These two pups were at the SPCA when I visited last week, but I wouldn’t be surprised at all if there were long gone. After all, their brindle brother was sold as I arrived, and I was stoked to see his new human carrying him away from his cage.
These girls were a handful, and extremely hard to shoot. I think coming out of their cages was just far too exciting for anything other than hyperactivity, but their elated frenzy was contagious, and I found myself grinning from ear to ear and playing with them in no time.
This energy is not necessarily a symptom of hanging out in a cage – it is just as likely to be the expression of their greyhound genes. It is a common misconception that Greyhounds need constant, long-lasting exercise; they are actually bred to be sprinters, so they just need to be able to have short bursts of very high energy release. Chasing other dogs or balls in the park will do the trick for the most part.
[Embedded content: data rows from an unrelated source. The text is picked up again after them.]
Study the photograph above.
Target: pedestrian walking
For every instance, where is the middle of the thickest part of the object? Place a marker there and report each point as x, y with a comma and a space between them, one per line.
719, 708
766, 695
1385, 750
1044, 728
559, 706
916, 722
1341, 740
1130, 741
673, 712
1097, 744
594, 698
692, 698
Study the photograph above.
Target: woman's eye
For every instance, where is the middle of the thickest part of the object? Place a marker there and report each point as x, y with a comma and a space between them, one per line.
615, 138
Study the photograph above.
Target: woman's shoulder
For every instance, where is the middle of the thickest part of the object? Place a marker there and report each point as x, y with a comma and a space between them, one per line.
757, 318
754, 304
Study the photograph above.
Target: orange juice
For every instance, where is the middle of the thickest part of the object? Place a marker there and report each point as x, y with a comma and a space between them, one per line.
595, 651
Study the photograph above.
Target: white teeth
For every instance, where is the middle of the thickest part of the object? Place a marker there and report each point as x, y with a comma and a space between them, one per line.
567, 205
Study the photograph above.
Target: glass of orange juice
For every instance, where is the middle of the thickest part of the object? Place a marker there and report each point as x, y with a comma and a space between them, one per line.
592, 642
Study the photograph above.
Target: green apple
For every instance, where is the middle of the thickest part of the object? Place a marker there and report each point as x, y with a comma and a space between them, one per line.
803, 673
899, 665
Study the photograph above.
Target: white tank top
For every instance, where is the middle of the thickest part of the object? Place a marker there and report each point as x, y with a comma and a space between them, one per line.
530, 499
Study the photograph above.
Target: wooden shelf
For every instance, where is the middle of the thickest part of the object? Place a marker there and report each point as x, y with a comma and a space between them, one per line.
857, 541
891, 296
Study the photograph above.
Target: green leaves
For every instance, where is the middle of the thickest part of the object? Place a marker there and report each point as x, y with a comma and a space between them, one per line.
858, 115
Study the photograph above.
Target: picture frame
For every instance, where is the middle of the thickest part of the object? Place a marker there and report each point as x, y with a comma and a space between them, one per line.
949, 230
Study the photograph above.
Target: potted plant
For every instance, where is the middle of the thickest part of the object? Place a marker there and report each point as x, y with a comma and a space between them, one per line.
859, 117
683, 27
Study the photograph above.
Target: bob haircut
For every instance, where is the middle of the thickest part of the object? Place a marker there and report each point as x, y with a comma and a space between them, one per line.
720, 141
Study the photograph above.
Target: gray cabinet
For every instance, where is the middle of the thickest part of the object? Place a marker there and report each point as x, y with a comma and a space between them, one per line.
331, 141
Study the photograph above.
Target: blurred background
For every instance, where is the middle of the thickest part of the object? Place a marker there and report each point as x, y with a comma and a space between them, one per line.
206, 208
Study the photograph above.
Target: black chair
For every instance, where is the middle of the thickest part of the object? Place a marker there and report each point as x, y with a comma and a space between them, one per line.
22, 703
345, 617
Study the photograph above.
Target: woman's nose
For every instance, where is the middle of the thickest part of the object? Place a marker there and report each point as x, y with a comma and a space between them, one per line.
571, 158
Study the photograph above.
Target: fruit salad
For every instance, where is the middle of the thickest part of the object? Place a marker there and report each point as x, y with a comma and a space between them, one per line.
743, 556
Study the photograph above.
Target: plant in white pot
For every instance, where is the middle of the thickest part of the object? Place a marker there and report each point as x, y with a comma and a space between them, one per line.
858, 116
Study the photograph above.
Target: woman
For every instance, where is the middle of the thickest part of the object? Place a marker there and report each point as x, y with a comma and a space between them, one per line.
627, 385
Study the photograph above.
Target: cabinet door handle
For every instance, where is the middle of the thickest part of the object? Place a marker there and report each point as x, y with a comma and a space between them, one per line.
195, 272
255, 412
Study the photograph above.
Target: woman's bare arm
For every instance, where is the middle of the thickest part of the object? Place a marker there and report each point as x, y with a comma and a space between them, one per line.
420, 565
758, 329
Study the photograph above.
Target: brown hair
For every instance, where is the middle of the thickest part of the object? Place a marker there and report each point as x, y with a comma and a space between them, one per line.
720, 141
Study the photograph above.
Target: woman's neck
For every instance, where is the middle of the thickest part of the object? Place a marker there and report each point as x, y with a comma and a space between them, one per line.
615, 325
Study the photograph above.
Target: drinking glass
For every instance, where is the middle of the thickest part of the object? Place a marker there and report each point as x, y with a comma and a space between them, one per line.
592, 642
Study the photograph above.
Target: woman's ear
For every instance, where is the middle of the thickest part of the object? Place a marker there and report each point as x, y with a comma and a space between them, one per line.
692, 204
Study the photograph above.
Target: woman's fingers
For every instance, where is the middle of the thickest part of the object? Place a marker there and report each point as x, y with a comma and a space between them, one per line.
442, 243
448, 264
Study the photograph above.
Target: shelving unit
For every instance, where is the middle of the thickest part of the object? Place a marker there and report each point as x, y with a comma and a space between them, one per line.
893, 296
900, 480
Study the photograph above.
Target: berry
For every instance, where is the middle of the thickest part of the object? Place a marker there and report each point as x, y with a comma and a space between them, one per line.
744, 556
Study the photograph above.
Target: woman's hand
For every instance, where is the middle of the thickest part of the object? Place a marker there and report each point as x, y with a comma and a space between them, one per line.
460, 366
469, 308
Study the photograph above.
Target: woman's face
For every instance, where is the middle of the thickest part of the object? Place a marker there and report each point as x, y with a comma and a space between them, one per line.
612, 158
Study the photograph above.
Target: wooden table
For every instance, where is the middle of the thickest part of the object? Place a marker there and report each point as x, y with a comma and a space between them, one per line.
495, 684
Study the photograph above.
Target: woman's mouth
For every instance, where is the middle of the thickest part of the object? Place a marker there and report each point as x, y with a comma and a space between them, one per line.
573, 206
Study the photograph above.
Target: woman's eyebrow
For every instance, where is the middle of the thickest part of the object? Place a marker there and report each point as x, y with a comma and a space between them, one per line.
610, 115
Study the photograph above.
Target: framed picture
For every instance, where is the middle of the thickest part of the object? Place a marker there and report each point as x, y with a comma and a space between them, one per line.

Biologically speaking, Greyhounds are incredibly fascinating. They are by far the fastest dog breed, reaching speeds of up to 70km per hour. To accommodate this skill, they have uniquely flexible spines, very little body fat, and an enormous heart which is able to pump huge volumes of blood (which itself contains an unusually large number of red blood cells) at a rapid rate, allowing for greater quantities of oxygen to reach the muscles. Because they have been bred predominately for racing, their health is of a very high priority, so Greyhounds have very little genetic health problems. In fact, the worst condition they suffer is bed sores – because they are so thin and bony, if their beds are not soft enough, the pressure gives them little bruises and muscle aches.
The temperament of a Greyhound is quite unlike any other dog breed. Once they are adults, they are eerily calm and oddly dignified, so much so that they are often likened to a cat. They are said to move through your house with distinction and grace, careful not to knock anything down or bump furniture. After their short, all-out sprint for the day, Greyhounds are content to be couch potatoes, and they do not do well around frequent tension and loud voices. These gentle giants rarely bark, and they are extremely nonaggressive. Unfortunately they often have a bad reputation because of the muzzles that racers wear. These muzzles are only worn by a trained racer, because they have a tendency to chase and nip at small, fluffy animals (just like they are trained to during a race). Despite this tendency, they are also often quick to coexist with this animals after a little bit of training.
Greyhounds make excellent pets, and the good news is, ex-racers are an ethical and wise purchase. They are well-trained, calm and collected, relatively cheap, and most importantly they would be saved from being put-down when they are of no more use to the industry. Having said that, the Greyhound sisters at the SPCA are also an ethical choice, but with their beautiful personalities I’d say you would have to get in quick!